Justin and the Technically Team
March 31, 2020, 5:51 p.m.
Open source technically means that an app’s code is publicly available, but more generally refers to the movement of communities of developers building transparent, open codebases free for everyone to use.
Open source might be going through its midlife crisis right now, but it’s powerful and it’s here to stay. There’s a lot to cover, so sit tight and scroll!
All of the applications that we use (and pay handsomely for!) are just a bunch of code. To understand what open source means, let’s start with explaining what the dominant software model has been for the past 20 years: closed source.
In most cases, if you have access to an application’s code, you have the application: that’s why application code is usually private and even classified as intellectual property. The best example of this is Microsoft Windows; it’s by far the most popular desktop operating system, and it’s closed source. That means that Microsoft keeps the Windows code private, and licenses it to businesses, who pay for it. If you somehow got access to the Microsoft Windows codebase and used it without licensing it, that would be pirating, and it’s illegal. Bill Gates is angry at you now.
Most applications that you use today are closed source: Twitter, Gmail, Google Docs, Excel, TikTok, whatever. Engineers at those companies work very hard on writing the code that powers those apps, and it’s understandably not publicly available.
Surprise surprise, open source means that an application’s code is not private: anyone can read and use it. It’s harder to point to examples of user facing applications that are open source, because very few apps like Excel are; the model is much more popular for developer tooling. A lot of the tools that our apps are built on, like Linux (operating systems) and Homebrew (package managers), are all open source.
To make this a little more concrete, let’s dive deeper into Homebrew. It’s a package manager for Mac – a tool that developers use to install things and manage versions – and it’s completely open source.
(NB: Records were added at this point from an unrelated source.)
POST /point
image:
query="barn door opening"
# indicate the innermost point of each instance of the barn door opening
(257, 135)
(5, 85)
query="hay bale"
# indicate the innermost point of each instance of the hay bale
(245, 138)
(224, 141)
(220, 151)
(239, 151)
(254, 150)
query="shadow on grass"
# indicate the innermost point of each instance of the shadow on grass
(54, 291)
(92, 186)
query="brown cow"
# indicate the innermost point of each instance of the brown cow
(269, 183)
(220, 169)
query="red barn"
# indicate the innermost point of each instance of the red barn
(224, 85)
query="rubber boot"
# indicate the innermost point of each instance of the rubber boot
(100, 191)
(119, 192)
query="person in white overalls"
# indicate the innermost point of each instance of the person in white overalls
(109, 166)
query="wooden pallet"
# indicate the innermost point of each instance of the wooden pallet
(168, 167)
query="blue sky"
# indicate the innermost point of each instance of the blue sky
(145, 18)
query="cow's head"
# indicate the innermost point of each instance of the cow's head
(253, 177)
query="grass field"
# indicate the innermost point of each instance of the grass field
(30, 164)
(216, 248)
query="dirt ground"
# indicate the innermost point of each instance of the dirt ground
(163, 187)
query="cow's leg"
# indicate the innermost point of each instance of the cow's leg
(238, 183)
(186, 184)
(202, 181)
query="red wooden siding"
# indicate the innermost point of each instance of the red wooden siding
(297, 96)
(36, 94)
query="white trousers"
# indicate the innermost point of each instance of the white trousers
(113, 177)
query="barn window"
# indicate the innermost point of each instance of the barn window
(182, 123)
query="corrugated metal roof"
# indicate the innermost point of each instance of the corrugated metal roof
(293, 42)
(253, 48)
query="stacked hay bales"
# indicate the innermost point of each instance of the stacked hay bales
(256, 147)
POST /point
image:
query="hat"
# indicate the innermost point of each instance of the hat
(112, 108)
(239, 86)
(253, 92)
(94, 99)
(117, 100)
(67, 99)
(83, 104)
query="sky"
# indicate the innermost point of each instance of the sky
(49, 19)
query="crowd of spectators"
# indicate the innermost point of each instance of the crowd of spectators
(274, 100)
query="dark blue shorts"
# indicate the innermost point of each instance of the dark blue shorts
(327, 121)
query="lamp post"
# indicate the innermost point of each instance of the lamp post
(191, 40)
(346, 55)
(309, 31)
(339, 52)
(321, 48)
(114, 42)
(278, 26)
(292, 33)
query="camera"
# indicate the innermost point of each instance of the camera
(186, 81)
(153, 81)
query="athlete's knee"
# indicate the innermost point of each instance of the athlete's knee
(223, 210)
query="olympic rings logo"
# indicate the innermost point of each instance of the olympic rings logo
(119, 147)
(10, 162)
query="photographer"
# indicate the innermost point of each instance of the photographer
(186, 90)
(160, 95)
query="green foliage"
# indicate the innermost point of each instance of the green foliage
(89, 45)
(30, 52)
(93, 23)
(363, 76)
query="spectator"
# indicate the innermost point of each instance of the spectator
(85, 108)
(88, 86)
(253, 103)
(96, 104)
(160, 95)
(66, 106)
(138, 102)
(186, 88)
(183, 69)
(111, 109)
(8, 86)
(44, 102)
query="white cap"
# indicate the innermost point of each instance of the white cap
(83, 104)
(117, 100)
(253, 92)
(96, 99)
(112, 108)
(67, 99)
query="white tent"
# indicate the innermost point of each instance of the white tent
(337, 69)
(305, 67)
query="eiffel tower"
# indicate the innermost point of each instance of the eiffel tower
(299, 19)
Homebrew’s code is freely available on Github here, and anyone can make suggestions or write code to improve it and add new features.
Because most popular open source projects are developer tools, it’s sometimes hard for non-developers to understand what the deal is. You don’t need to understand what Homebrew does to understand open source: just think of it as an application like Gmail.
So far, I’ve given you the technical definition of open source: publicly available, free code. But that’s only the tip of the iceberg. What open source really means today is an active, engaged community of supporters. Once an open source application gets big enough, there are usually 3 groups of these kind of supporters helping it out:
Let’s walk through another good example – Apache Airflow – and identify who all of these people are. Airflow is a developer tool for running certain programs at certain times (I used it a lot at my last job). There’s a group of 20 on the Project Management Committee: they’re the core committers. If you head over to Airflow’s Github though, you’ll see that there are over 1,000 (!) committers: most of these are contributors. Finally, Apache (the parent organization) has big name sponsors like Google, Facebook, and Microsoft.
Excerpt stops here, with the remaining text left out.